If F = $-2\frac{xi + yj + zk}{(x^2 + y^2 + z^2)^2}$

Show by calculating $\nabla x F$ that vector field F is conservative.

I know that $\nabla x F = Curl F = 0$

And then I do the determinant with i, j and k across the top row, and $\frac{\partial}{\partial x}, \frac{\partial}{\partial y} and \frac{\partial}{\partial z}$ across the second row.

But I'm confused as to what I put along the 3rd row since F is a fraction...

Would i split it up into $\frac{-2x}{(x^2 + y^2 + z^2)^2}, \frac{-2y}{(x^2 + y^2 + z^2)^2}$ and $\frac{-2z}{(x^2 + y^2 + z^2)^2}$

Thanks in advance!
May 12th 2008, 04:27 AM
mr fantastic

Quote:

Originally Posted by hunkydory19

If F = $-2\frac{xi + yj + zk}{(x^2 + y^2 + z^2)^2}$

Show by calculating $\nabla x F$ that vector field F is conservative.

I know that $\nabla x F = Curl F = 0$

And then I do the determinant with i, j and k across the top row, and $\frac{\partial}{\partial x}, \frac{\partial}{\partial y} and \frac{\partial}{\partial z}$ across the second row.

But I'm confused as to what I put along the 3rd row since F is a fraction...

Would i split it up into $\frac{-2x}{(x^2 + y^2 + z^2)^2}, \frac{-2y}{(x^2 + y^2 + z^2)^2}$ and $\frac{-2z}{(x^2 + y^2 + z^2)^2}$

Thanks in advance!

Yes.

The third row gets the components of F. Whatever form they may be in. Including the form of a fraction.
May 12th 2008, 05:13 AM
hunkydory19

Thanks for that mr fantastic, thats what I tried originally but then got stuck at the differentiation part...

Calculating the determinant, (I'll just do the i bit to save time) I got:

$\frac{\partial}{\partial y} \frac{-2z}{(x^2 + y^2 + z^2)^2} - \frac{\partial}{\partial z} \frac{-2y}{(x^2 + y^2 + z^2)^2} i$

But I dont understand how to partially differentiate these...

So for the first partial diff, $\frac{\partial}{\partial y} \frac{-2z}{(x^2 + y^2 + z^2)^2}$

I know you would treat the z's and x's as constants, so would it just go to 0?

And hence all of the terms go to 0?

Thanks again!
May 12th 2008, 05:24 AM
mr fantastic

Quote:

Originally Posted by hunkydory19

[snip]

But I dont understand how to partially differentiate these...
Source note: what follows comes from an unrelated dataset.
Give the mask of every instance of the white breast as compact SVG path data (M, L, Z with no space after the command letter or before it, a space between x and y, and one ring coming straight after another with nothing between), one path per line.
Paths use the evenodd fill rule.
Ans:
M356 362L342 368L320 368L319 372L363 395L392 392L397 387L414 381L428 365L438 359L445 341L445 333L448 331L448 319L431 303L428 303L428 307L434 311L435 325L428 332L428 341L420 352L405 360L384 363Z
So for the first partial diff, $\frac{\partial}{\partial y} \frac{-2z}{(x^2 + y^2 + z^2)^2}$

I know you would treat the z's and x's as constants, so would it just go to 0?

And hence all of the terms go to 0?

Thanks again!

No. For the particular example you give, note that y is in the denominator. I'd just use the quotient rule. For example:

$\frac{\partial}{\partial y} \frac{-2z}{(x^2 + y^2 + z^2)^2} = \frac{(0)(x^2 + y^2 + z^2)^2 - [2(x^2 + y^2 + z^2)(2y)](-2z)}{[(x^2 + y^2 + z^2)^2]^2} = ......$